This "indian summer" is a great time for that!


----------



## BXMurphy (Aug 5, 2017)

I"ve been debating this... Would you go out with another app of Tenacity? As pre- or post-emergent?

Last app was October 1.


----------



## ken-n-nancy (Jul 25, 2017)

BXMurphy said:


> I"ve been debating this... Would you go out with another app of Tenacity? As pre- or post-emergent?
> 
> Last app was October 1.


I'd be hesitant to make a Tenacity app this late in the year in New England. It usually takes about 3 weeks for the bleaching of desirable grasses to grow out when the grass is growing vigorously.

Even though grass in southern New England will probably continue growing up until a week or so before Thanksgiving, growth in early November tends to be very slow due to how short days are by that time.


----------



## BXMurphy (Aug 5, 2017)

ken-n-nancy said:


> I'd be hesitant to make a Tenacity app this late in the year in New England.
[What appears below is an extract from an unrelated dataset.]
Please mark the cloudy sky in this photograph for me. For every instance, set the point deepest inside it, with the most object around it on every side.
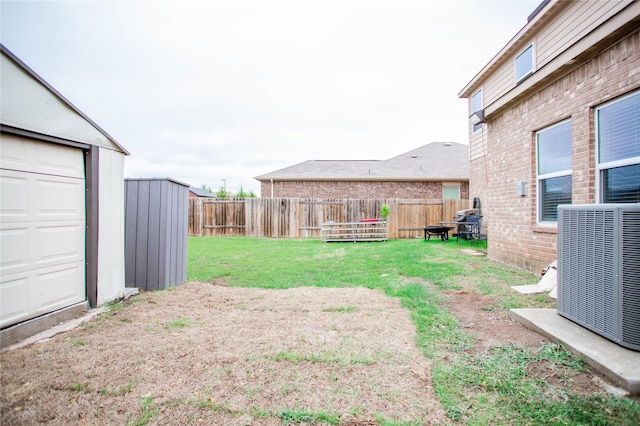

It usually takes about 3 weeks for the bleaching of desirable grasses to grow out when the grass is growing vigorously.


Yep! I'm going to go with that.

My Tenacity app is exactly like you describe and how g-man cautioned me. Bad stuff is dying, good stuff was shocked but coming around. I really like that Tenacity for This Ol' Lawn.

I have maybe seven pounds of 29-0-4 from my newbie days that I'll spread out this weekend over my 2,500 SF.... just to get rid of it. Then I'll wait for top growth to cease around mid-November. Then smack it with 1 lb./M urea just before Thanksgiving, water it in, and wrap up the year.


----------



## g-man (Jun 15, 2017)

I would not use the 29-0-4 anymore. It likely has a slow release nitrogen in it. Use the urea instead.


----------



## BXMurphy (Aug 5, 2017)

Hmmm... didn't think of that!  Thanks, g-man! Saving me again...


----------